The raging waters of the Bow are subsiding leaving a city to clean up the mess.
This was the scene Tuesday night, June 25, in a panorama I took from a favourite spot overlooking the skyline of Calgary, a place where many news reports emanated from over the weekend.
It is amazing how fast the floodwaters have retreated. The Bow River is still very high and swift, and some parts of the valley are still under water, but the river is quickly returning to its normal channels and size.
Tonight, people were walking and hiking along paths and bridges that three days ago were underwater or closed to all traffic. Indeed, much of what is below me in this photo, including Memorial Drive, was covered with water. Riverside neighbourhoods that were lakes are now streets again, though lined with houses soaked and damaged. Construction crews work to shore up badly eroded banks. The floods have certainly changed the riverbed of the Bow.

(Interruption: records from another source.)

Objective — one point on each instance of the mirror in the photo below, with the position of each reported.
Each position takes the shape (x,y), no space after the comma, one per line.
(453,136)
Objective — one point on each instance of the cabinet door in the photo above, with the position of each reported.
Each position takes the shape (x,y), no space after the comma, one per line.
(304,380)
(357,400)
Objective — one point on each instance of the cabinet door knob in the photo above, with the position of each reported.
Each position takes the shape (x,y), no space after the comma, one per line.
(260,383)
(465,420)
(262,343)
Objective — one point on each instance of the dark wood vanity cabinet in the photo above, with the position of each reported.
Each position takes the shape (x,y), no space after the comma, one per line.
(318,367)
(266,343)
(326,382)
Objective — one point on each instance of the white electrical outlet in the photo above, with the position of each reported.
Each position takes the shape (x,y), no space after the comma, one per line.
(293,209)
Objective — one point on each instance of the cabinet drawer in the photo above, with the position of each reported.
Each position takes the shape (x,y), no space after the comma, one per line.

And still, in the sky storms and rain continue to threaten. It will be months, if not years, before everything returns to a new normal.
– Alan, June 25, 2013 / © 2013 Alan Dyer
The Sun sets in a ball of fire behind the skyline of Calgary.
For this shot on September 27 I found a spot on an overpass on the Ring Road east of Calgary to look west. Using an app for the iPad, LightTrac, I was able to locate the exact spot where the Sun would set behind the skyline, including the new 50-storey Bow Tower.
Getting the Sun big compared to the buildings means shooting from a distance with a telephoto lens. I used a 200mm and 1.4x extender here.
It would have been nice to have shot from a higher altitude but such places are hard to find east of Calgary where the land flattens out onto the prairie. However, this was a good test of the technique for lining up a rising or setting Sun or Moon with a photogenic foreground. That’ll come in handy this weekend for the Harvest Moon.
– Alan, September 27, 2012 / © 2012 Alan Dyer
Mercury is elusive but here it is, showing up as a speck over the skyline of Calgary, as it begins its best evening appearance of the year, rising a little higher into the twilight sky each night for the next few evenings.
To find it, follow the line down from the Moon and then bright Jupiter and Venus at upper left and continue that line to the lower right. Just to the right of the tallest building (the new Bow tower) and just above the rooftops there’s a tiny dot of light. That’s the inner planet Mercury. It’ll get higher in the first week of March but not by much. Mercury is bright. It’s just not very high and is easy to miss.
But with Mercury coming into view, and with Venus and Jupiter so prominent now in the evening, and Mars now bright in the east after sunset – look for a red star – we have a nice array of 4 naked eye planets across the sky at once. Saturn comes up later after midnight now. So you can see 5 naked eye planets in one night.
It’s a great evening sky show now in early March.